FEX thesis for this butterfly
The market-implied 1-standard-deviation range for FEX extends from approximately $130.27 on the downside to $149.27 on the upside. A FEX long call butterfly is a pinning play: it pays maximum at the middle strike if FEX settles there at expiration, with the wing legs capping both the cost and the maximum loss to the net debit. Current FEX IV rank near 33.30% is mid-range against its 1-year distribution, so the IV signal is neutral; the butterfly thesis on FEX should anchor more to the directional view and the expected-move geometry. As a Financial Services name, FEX options can move on sector-level news flow (peer earnings, regulatory updates, industry-specific macro data) in addition to FEX-specific events.
FEX butterfly positions are structurally neutral / pin (limited-risk, limited-reward); the modeled P&L assumes European-style exercise at expiration and ignores early assignment, transaction costs, dividends paid before expiry on the stock leg (when present), and the bid-ask spread on the listed chain. FEX positions also carry Financial Services sector concentration risk; news flow inside the sector (peer earnings, regulatory shifts, supply-chain headlines) can move FEX alongside the broader basket even when FEX-specific fundamentals are unchanged. Always rebuild the position from current FEX chain quotes before placing a trade.
Frequently asked questions
- What is a butterfly on FEX?
- A butterfly on FEX is the butterfly strategy applied to FEX (etf). The strategy is structurally neutral / pin (limited-risk, limited-reward): A long call butterfly buys one lower-strike call, sells two ATM calls, and buys one higher-strike call, paying a small net debit for a defined-risk position that maxes out if the underlying pins the middle strike at expiration. With FEX etf trading near $139.77, the strikes shown on this page are snapped to the nearest listed FEX chain strike and the premiums come straight from the end-of-day bid/ask midpoint.
- How are FEX butterfly max profit and max loss calculated?
- Max profit equals the wing width minus net debit times 100 (reached when the underlying pins the middle strike); max loss equals the net debit times 100. Two breakevens at lower-wing plus debit and upper-wing minus debit. For the FEX butterfly priced from the end-of-day chain at a 30-day expiry (ATM IV 23.70%), the computed maximum profit is $282.77 per contract and the computed maximum loss is -$369.50 per contract. Live intraday quotes will differ as the chain moves through the trading session.

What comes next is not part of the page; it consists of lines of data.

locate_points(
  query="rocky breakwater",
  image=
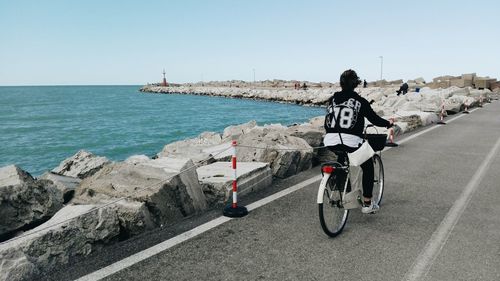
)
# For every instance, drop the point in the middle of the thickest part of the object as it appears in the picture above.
(92, 201)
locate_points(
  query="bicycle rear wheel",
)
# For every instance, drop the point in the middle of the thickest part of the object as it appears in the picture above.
(332, 215)
(378, 180)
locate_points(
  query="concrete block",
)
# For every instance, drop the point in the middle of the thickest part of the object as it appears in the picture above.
(217, 178)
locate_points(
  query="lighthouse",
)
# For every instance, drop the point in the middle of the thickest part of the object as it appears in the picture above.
(164, 82)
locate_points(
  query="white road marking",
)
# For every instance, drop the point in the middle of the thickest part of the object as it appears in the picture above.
(147, 253)
(142, 255)
(424, 261)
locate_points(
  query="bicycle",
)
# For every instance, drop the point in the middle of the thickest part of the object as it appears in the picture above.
(333, 194)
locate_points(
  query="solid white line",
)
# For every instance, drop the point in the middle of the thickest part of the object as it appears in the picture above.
(282, 193)
(140, 256)
(429, 129)
(424, 261)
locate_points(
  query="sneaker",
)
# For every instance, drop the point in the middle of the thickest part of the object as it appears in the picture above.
(370, 209)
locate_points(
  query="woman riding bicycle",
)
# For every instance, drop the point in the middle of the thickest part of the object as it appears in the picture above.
(344, 124)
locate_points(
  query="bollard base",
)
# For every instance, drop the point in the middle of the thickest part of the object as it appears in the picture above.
(237, 212)
(391, 144)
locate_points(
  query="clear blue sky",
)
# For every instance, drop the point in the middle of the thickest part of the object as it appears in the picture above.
(130, 42)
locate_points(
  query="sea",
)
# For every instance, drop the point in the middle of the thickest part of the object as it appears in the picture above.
(40, 126)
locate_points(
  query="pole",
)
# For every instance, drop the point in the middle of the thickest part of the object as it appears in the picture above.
(381, 66)
(233, 210)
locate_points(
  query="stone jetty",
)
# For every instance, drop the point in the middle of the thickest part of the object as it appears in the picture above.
(89, 201)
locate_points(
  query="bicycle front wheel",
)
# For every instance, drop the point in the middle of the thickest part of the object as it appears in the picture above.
(332, 215)
(378, 179)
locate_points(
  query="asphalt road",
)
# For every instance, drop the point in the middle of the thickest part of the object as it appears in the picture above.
(431, 178)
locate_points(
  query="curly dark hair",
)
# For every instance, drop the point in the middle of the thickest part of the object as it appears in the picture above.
(349, 80)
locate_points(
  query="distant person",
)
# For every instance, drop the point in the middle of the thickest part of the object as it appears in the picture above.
(403, 89)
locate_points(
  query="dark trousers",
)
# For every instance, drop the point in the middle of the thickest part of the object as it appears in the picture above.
(367, 168)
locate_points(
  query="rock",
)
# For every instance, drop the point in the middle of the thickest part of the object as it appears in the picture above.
(286, 154)
(73, 231)
(237, 130)
(318, 121)
(81, 165)
(13, 175)
(65, 184)
(27, 202)
(312, 135)
(217, 179)
(193, 148)
(134, 218)
(168, 195)
(137, 159)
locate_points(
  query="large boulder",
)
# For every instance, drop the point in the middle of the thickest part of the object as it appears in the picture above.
(25, 201)
(217, 179)
(169, 188)
(65, 184)
(237, 130)
(193, 148)
(81, 165)
(73, 231)
(286, 154)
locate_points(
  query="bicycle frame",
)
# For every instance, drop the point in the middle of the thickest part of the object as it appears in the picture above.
(326, 177)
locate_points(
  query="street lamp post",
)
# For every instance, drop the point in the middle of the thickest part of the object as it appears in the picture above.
(381, 65)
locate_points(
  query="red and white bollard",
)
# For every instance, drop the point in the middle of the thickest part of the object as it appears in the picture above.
(441, 115)
(233, 210)
(390, 142)
(466, 110)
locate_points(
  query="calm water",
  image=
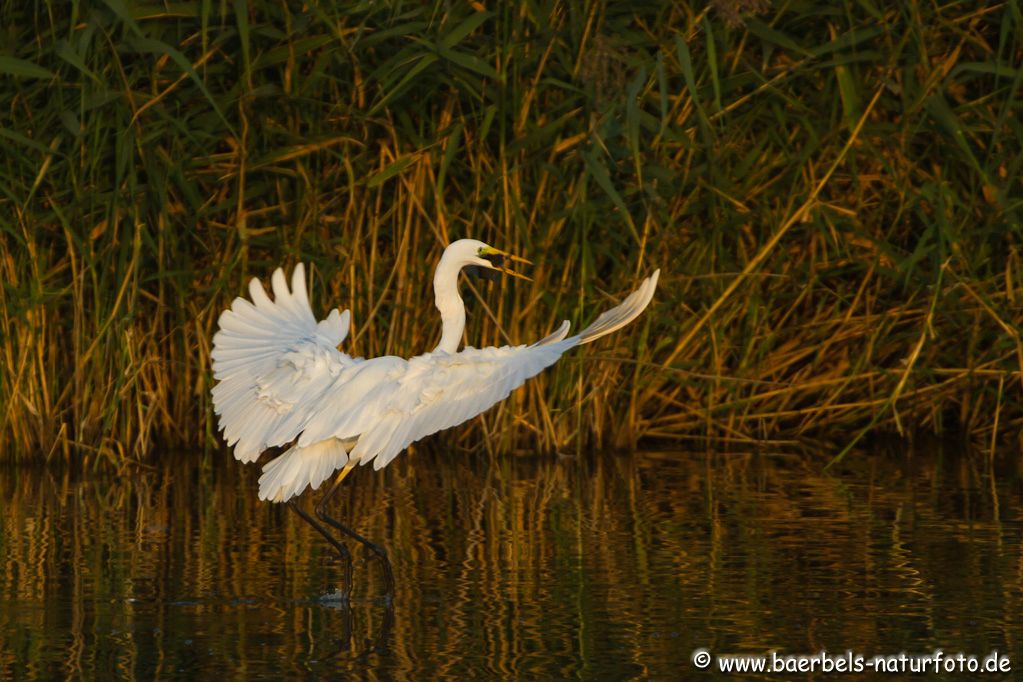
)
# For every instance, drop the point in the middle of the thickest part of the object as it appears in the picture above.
(527, 567)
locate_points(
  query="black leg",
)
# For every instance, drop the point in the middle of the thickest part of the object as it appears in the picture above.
(375, 549)
(346, 556)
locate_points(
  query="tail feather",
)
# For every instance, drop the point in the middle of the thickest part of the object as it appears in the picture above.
(288, 474)
(620, 315)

- What is the breakeven for a FEX butterfly?
- The breakeven for the FEX butterfly priced on this page is roughly $136.70 at expiration, derived from end-of-day chain premiums. Breakeven is the underlying price at which the strategy's P&L crosses zero ignoring transaction costs and assignment risk. The current FEX market-implied 1-standard-deviation expected move is approximately 6.79%; if the move sits well outside the breakeven distance, the structure's risk-reward becomes correspondingly tighter.
- When should you consider a butterfly on FEX?
- Butterflies on FEX are pinning bets - traders use them when they expect FEX to settle near a specific level at expiration (often the prior close, a round number, or the max-pain strike) and want defined-risk exposure to that outcome.
- How does current FEX implied volatility affect this butterfly?
- FEX ATM IV is at 23.70% with IV rank near 33.30%, which is mid-range against its 1-year history. Strategy selection depends more on directional thesis and expected move than on a strong IV signal.